House damaged by Sept. 2013 debris flow in Big Thompson Canyon, Colorado Front Range; deposit covers part of US Hwy 34. Credit: Jonathan Godt, 20 Sept. 2013; published on the cover of the Oct. 2014 issue of GSA Today.
Anderson and colleagues use repeat aerial LiDAR to quantify the erosional impact of the heavy rains that inundated the Colorado Front Range in September 2013.
One week of steady rain and storm broke all rainfall records all over the state. The flood triggered more than 1,100 landslides and debris flows in a 3,430-square-kilometer.

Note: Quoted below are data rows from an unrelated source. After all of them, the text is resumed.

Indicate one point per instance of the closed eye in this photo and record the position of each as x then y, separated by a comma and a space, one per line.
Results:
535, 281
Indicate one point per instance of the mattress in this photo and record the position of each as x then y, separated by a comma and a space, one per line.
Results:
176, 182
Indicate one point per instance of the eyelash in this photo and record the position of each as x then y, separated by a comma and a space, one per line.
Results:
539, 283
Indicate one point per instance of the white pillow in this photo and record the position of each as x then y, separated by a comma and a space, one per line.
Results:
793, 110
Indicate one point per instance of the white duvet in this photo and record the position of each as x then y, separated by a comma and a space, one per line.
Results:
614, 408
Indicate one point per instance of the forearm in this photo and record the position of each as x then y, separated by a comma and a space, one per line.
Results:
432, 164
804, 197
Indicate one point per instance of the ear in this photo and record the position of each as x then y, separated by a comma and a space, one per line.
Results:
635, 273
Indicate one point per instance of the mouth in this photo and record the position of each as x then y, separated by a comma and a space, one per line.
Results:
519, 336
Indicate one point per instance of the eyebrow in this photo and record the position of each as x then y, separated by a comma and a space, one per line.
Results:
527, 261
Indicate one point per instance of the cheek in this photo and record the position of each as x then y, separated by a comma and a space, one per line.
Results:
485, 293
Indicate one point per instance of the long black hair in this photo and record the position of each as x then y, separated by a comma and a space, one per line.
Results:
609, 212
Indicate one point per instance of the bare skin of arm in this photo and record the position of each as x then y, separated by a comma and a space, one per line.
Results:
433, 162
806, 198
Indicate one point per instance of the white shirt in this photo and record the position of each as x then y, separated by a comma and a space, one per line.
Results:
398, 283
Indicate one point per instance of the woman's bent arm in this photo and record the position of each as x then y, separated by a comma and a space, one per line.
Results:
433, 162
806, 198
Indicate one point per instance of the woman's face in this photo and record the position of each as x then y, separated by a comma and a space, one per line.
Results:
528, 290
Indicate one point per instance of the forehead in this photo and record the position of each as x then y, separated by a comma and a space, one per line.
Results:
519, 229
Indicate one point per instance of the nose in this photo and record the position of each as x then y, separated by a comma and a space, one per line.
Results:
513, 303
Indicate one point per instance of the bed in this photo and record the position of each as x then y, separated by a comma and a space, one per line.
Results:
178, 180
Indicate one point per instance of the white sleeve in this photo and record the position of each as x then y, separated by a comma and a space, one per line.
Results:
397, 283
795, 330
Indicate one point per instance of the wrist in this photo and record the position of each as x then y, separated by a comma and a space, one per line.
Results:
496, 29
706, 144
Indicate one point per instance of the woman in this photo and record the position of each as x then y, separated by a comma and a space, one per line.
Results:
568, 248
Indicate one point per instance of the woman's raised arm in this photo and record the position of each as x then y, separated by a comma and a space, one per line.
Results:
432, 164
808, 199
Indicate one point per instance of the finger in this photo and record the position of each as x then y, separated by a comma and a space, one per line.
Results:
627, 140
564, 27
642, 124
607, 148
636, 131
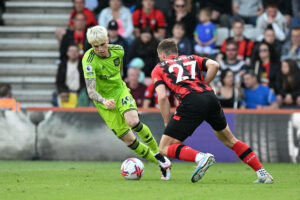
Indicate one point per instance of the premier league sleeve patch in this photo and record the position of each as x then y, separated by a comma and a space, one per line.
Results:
117, 62
89, 70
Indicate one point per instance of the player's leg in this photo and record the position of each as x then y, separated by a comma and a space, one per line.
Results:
137, 147
116, 122
218, 122
178, 129
127, 107
245, 153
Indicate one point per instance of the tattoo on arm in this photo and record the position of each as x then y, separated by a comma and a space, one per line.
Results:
91, 89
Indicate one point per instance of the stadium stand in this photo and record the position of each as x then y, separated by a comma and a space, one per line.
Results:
29, 50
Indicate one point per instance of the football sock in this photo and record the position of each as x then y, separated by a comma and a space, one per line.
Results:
145, 134
143, 151
182, 152
245, 153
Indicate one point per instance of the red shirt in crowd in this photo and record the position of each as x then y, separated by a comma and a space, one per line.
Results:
182, 75
89, 15
244, 47
155, 19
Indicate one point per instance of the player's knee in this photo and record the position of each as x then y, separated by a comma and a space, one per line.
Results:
163, 150
133, 122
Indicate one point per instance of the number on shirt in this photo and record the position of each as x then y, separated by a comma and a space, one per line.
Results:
180, 76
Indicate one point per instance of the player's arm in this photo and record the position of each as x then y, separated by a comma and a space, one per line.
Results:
212, 69
163, 102
94, 95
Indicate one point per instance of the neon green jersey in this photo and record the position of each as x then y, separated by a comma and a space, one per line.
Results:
109, 83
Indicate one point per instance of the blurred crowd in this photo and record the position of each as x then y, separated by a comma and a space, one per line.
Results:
260, 73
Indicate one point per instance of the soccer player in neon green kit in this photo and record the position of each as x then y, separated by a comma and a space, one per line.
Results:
102, 71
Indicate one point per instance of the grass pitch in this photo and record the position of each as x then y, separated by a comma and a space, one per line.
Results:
43, 180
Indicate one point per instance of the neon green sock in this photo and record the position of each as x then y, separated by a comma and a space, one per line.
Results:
145, 134
143, 151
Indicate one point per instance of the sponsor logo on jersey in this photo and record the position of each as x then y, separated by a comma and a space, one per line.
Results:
89, 68
117, 62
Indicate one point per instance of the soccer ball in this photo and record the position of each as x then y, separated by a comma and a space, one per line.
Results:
132, 169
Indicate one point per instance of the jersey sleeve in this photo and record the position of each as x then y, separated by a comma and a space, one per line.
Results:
135, 18
149, 91
157, 76
88, 69
201, 62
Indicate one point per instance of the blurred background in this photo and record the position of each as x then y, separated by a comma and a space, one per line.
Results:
44, 108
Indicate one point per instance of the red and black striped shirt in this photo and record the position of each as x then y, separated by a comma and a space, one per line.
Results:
182, 75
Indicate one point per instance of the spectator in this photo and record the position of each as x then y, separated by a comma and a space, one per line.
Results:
184, 44
266, 64
256, 95
295, 21
180, 13
272, 16
284, 6
91, 4
115, 38
151, 99
247, 10
69, 78
138, 63
76, 36
148, 16
245, 45
228, 94
231, 62
2, 10
288, 84
144, 47
205, 34
121, 14
6, 100
221, 11
79, 8
137, 89
90, 19
291, 48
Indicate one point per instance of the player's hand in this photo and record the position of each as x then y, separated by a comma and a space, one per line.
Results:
110, 104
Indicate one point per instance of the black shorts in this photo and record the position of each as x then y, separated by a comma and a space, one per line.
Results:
193, 110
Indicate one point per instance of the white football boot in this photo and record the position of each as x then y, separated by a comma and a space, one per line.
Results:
165, 168
264, 177
207, 161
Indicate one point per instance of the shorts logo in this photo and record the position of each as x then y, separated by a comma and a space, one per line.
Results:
89, 68
117, 62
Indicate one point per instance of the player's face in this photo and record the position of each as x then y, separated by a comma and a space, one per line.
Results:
79, 5
101, 49
238, 29
231, 51
285, 68
148, 4
248, 80
269, 36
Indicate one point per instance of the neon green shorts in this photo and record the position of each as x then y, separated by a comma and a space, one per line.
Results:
115, 118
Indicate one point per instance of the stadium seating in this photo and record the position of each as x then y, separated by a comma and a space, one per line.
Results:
29, 50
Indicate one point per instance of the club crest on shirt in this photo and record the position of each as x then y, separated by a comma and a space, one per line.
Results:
89, 68
117, 62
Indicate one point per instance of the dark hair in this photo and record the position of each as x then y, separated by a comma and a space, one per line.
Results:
289, 80
223, 75
5, 90
232, 42
168, 46
238, 20
181, 24
274, 58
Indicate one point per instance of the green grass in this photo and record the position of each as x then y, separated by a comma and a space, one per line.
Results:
102, 180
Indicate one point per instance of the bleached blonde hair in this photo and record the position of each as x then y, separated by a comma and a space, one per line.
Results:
96, 34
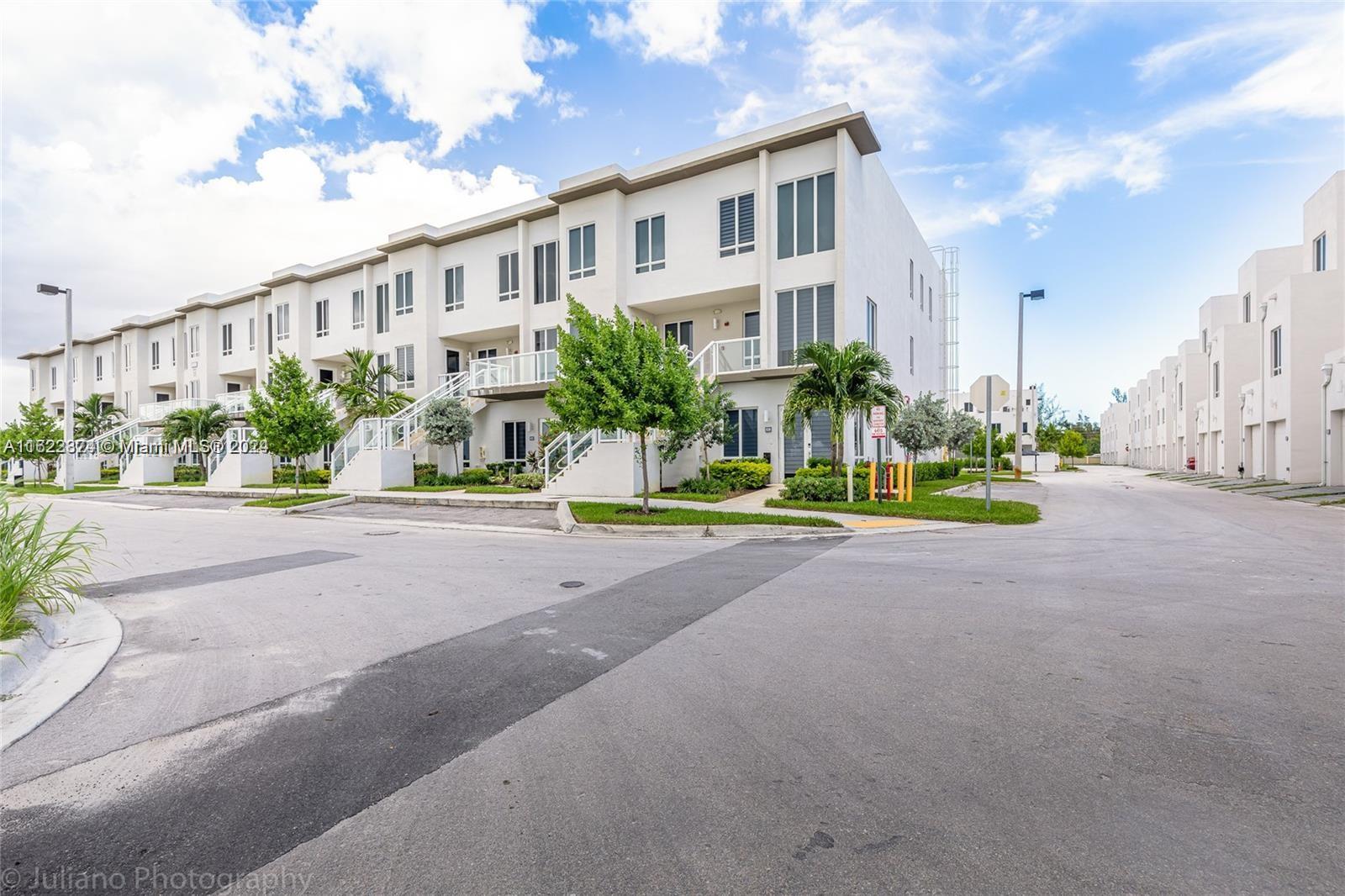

Anderson and colleagues use before-and-after high-resolution topographic data from airborne laser mapping (LiDAR) to quantify landslide erosion.
The “before” LiDAR mapping of Boulder Creek was completed in 2010. With a few weeks of the storm, the authors repeated the aerial survey. They then subtracted the 2013 topographic data from the 2010 topographic data where the datasets overlapped—west of Boulder, Colorado—to produce a digital elevation model (DEM) of difference.
They located 120 landslides and debris flows ranging in size from 10 to 21,000 cubic meters, all on slopes greater than 20 degrees. On average, about 15 mm of lowering occurred in basins in which landslides occurred.
Other methods have shown that it takes hundreds to thousands of years to loosen this much sediment from rock. This study both highlight the importance of rare events in long-term erosion of this landscape and help to explain why modern sediment yields may greatly underestimate long-term denudation rates in such settings.